U.S. Bank Offers BI to Businesses

U.S. Bank has long made extensive use of customer analytics internally to try to deepen customer relationships. For the past year, it has also been offering business intelligence tools to small business customers, to help them mine their spending patterns. The bank has been piloting a similar tool for large corporate customers with Red Robin, a national burger and beer chain based in Greenwood Village, Colo. This corporate version, due out later this year, will come with a fee, thus allowing the bank to turn business intelligence into a revenue stream.

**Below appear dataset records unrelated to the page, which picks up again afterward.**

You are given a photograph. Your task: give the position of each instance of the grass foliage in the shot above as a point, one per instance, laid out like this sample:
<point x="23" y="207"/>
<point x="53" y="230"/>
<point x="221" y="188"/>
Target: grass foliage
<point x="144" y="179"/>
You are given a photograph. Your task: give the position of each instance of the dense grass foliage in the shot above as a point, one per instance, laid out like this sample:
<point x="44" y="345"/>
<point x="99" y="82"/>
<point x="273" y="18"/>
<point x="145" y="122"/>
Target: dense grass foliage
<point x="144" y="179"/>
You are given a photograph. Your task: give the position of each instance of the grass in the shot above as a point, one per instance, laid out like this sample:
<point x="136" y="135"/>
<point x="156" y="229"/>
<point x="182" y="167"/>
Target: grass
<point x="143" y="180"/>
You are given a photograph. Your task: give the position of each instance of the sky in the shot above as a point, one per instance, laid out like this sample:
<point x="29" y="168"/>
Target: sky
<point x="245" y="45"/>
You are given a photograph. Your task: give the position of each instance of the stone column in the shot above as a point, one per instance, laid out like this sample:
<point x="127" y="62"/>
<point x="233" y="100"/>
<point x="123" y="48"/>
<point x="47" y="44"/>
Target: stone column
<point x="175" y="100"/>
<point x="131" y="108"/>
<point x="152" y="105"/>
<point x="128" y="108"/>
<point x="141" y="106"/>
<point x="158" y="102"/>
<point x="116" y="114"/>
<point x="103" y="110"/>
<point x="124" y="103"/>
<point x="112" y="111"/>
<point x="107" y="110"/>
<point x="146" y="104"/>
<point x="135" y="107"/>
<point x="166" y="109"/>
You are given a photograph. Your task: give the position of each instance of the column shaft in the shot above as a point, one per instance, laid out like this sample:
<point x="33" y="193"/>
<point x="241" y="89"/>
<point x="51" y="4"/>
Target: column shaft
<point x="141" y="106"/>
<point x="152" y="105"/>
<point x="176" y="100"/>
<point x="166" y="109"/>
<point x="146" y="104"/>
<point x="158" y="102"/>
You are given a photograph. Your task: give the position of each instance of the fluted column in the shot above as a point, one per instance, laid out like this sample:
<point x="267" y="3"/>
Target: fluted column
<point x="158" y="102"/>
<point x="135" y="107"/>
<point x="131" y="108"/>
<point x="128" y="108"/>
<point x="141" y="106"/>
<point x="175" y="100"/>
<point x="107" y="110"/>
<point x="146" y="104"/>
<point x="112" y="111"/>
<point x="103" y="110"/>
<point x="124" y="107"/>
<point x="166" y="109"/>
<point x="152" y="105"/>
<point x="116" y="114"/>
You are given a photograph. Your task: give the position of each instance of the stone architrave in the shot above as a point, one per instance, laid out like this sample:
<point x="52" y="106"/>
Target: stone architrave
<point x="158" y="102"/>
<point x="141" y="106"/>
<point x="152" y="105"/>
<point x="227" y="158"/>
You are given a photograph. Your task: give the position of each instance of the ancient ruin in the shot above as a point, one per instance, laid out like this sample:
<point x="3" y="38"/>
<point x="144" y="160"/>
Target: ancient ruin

Since launching in July last year, the bank has offered its small-business customers Scoreboard tools, which are web-based graphical snapshots of their monthly, quarterly and yearend revenues and spending flows, culled from card purchases that occur over the Visa Plus network, for free. These mom-and-pop shops have been able to plug their cash receipts into the system for more comprehensive performance assessments. Access to the Visa Plus network data also means small businesses can compare their revenues against those of peer competitors in the same state. Competitors are aggregated by industry and not named, while revenues are given as percentage changes. The aim with providing the free tool is to improve what U.S. Bank pegs as an industry-wide 20% turnover rate for merchant-services customers by giving customers a value-added, self-directed feature aimed at helping them better understand their revenue and purchasing trends.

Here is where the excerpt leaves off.